That pemmican looks disgusting, by the way, like tinned corned beef (there's another option) gone off! I think I would prefer the meat just dried, but you can also put dried berries and stuff into pemmican. Nutritious, and reasonably good for you, but still ...! Dried fish, too, if you can tolerate fish.


Oh, I don't know.  Shackleton's men had to eat the stuff with seal blubber mixed in, which sounds even worse. 


In that case, you folks might enjoy this (barf bags are next to you on your right side)  Grin

Pemmican Part 2 - Let's Prepare It!

Pemmican Episode 4 - 18th century cooking with Jas Townsend and Son S5E5


I really don't get what you folks are gasping and fainting about.

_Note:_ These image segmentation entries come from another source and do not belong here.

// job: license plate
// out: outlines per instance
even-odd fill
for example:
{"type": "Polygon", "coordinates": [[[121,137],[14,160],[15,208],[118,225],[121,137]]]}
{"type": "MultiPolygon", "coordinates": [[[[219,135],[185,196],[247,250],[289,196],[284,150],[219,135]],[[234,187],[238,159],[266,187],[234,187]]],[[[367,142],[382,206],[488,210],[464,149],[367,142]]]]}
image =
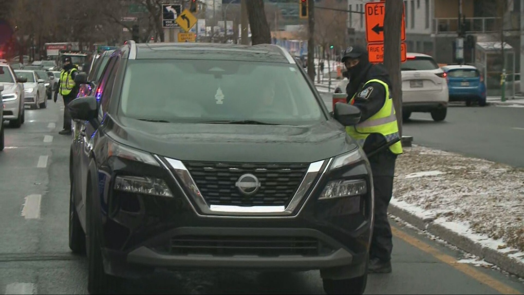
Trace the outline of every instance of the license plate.
{"type": "Polygon", "coordinates": [[[421,80],[414,80],[409,81],[409,85],[411,88],[422,88],[424,86],[424,83],[421,80]]]}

admittedly the foundation of half my food is a mix of lentils and ground beef that look a bit like dog food, and my veggies tend to look like a cross between cooked onion and sauerkraut, so I've adapted to not thinking about sustenance in terms of pretty presentation, but then many of your foods have had weird things added to them to 'preserve color' and 'natural flavors' added.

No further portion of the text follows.